Il serait étonnant dans ses conditions que Guy Novès, après le très vexant 38-19 récolté à Clermont, ne mobilise pas tout l'effectif toulousain à commencer par des joueurs laissés au repos samedi comme le n°8 Louis Picamoles, le capitaine Thierry Dusautoir ou le centre Florian Fritz.

L'effectif de Toulon est tel que Bernard Laporte peut davantage que d'autres se permettre de préserver certaines de ses stars vieillissantes, pourquoi pas Jonny Wilkinson, par exemple, en titularisant Matt Giteau à l'ouverture contre Brive.

L'entraîneur clermontois Vern Cotter, sans doute toujours échaudé par la défaite à Oyonnax, ne semble pas homme à faire l'impasse sur la réception de Bayonne ni le déplacement sur le terrain du Stade Français.

Reste l'envers du calendrier qui concerne le bas du tableau dans lequel la quête aux maillons faibles reste largement ouverte après les victoires de clubs comme Oyonnax, Grenoble ou Brive.

Ces clubs sont traditionnellement de ceux qui font le tri entre les matches pour cause de manque d'effectif et laissent filer des rencontres trop périlleuses.

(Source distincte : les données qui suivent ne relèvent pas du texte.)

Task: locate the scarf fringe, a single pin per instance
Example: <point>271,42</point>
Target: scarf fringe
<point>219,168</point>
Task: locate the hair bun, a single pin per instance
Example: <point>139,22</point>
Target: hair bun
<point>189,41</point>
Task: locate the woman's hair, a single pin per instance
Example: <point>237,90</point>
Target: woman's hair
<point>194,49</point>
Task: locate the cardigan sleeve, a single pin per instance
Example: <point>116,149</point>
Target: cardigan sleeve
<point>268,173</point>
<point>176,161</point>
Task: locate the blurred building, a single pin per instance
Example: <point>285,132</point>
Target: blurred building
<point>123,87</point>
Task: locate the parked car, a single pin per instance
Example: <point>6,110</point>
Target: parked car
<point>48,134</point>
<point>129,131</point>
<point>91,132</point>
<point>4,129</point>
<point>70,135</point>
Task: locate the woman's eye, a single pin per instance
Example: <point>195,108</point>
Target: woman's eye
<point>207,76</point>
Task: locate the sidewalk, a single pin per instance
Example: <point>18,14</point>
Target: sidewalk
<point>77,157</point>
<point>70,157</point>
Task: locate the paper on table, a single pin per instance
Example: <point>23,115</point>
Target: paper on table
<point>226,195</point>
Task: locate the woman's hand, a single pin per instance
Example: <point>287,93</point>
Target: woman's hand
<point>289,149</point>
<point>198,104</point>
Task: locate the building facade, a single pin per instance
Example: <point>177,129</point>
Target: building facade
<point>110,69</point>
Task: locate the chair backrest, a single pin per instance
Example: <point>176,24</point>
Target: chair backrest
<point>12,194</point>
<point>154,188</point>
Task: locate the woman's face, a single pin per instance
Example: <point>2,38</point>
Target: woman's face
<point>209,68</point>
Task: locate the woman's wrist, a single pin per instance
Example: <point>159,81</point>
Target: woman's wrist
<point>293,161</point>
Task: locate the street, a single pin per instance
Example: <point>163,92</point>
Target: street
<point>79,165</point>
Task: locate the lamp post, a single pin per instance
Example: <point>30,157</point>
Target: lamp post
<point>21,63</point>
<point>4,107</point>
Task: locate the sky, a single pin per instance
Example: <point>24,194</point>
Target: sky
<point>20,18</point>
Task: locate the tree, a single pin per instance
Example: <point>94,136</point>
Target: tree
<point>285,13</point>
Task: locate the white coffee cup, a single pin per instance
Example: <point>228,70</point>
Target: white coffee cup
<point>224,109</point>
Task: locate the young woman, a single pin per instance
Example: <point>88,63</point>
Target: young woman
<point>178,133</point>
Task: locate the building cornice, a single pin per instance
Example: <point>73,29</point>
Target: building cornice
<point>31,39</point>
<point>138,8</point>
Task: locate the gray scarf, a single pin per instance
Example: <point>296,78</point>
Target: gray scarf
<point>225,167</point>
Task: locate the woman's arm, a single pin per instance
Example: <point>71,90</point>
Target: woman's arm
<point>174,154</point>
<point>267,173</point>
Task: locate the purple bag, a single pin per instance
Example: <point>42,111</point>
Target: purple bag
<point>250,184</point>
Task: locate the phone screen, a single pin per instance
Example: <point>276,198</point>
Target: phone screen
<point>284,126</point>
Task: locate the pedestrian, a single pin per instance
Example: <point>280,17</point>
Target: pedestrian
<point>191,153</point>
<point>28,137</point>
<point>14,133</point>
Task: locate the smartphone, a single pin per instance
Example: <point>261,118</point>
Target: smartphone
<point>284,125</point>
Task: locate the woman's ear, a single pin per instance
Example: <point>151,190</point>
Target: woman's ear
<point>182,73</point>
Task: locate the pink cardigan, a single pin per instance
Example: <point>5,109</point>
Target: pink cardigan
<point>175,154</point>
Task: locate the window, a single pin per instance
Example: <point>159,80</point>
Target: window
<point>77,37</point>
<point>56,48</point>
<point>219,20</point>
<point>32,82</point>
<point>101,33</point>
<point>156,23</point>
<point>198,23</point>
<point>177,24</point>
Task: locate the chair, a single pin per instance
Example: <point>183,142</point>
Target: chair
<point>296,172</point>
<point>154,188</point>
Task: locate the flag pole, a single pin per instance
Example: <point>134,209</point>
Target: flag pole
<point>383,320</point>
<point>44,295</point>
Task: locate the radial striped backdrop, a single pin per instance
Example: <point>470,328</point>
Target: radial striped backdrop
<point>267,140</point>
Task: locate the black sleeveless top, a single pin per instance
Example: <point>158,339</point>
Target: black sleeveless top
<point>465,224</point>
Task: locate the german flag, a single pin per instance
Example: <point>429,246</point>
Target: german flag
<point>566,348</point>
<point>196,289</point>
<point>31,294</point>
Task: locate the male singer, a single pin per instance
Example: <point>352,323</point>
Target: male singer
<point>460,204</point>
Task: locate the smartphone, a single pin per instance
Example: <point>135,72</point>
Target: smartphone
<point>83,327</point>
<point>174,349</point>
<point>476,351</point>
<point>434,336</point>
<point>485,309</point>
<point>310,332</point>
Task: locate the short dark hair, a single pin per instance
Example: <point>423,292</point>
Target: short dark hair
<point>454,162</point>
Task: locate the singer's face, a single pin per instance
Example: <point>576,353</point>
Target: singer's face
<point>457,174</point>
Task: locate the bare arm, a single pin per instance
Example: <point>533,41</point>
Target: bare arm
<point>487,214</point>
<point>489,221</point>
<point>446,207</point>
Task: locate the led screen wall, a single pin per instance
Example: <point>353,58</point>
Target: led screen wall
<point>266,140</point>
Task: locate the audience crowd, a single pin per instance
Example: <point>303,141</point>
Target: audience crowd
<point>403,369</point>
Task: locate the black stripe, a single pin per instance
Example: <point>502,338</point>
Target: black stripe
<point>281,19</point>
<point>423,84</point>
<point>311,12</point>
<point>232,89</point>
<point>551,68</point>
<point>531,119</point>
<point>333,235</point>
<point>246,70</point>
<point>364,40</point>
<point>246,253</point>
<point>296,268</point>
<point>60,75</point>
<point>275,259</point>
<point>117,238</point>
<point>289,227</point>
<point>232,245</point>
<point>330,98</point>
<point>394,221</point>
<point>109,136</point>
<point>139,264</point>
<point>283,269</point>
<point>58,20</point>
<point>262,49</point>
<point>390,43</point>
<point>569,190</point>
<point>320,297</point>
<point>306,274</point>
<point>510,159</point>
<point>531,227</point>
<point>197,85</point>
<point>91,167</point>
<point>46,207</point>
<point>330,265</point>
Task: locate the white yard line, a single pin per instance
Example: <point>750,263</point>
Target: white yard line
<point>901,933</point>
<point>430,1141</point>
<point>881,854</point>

Il serait donc logique que Brive ne jette pas toutes ses forces dans le déplacement à Toulon, mercredi, pour se consacrer sur la réception de Bayonne dimanche et que Biarritz mise davantage sur son match à Oyonnax que sur la venue de Toulon.

Oyonnax ne l'entend pas ainsi, évidement. Le calendrier lui a ménagé deux matches à domicile contre Biarritz et Castres et l'entraîneur Christophe Urios et ses joueurs savent bien que leur stade Charles-Mathon est leur meilleure arme.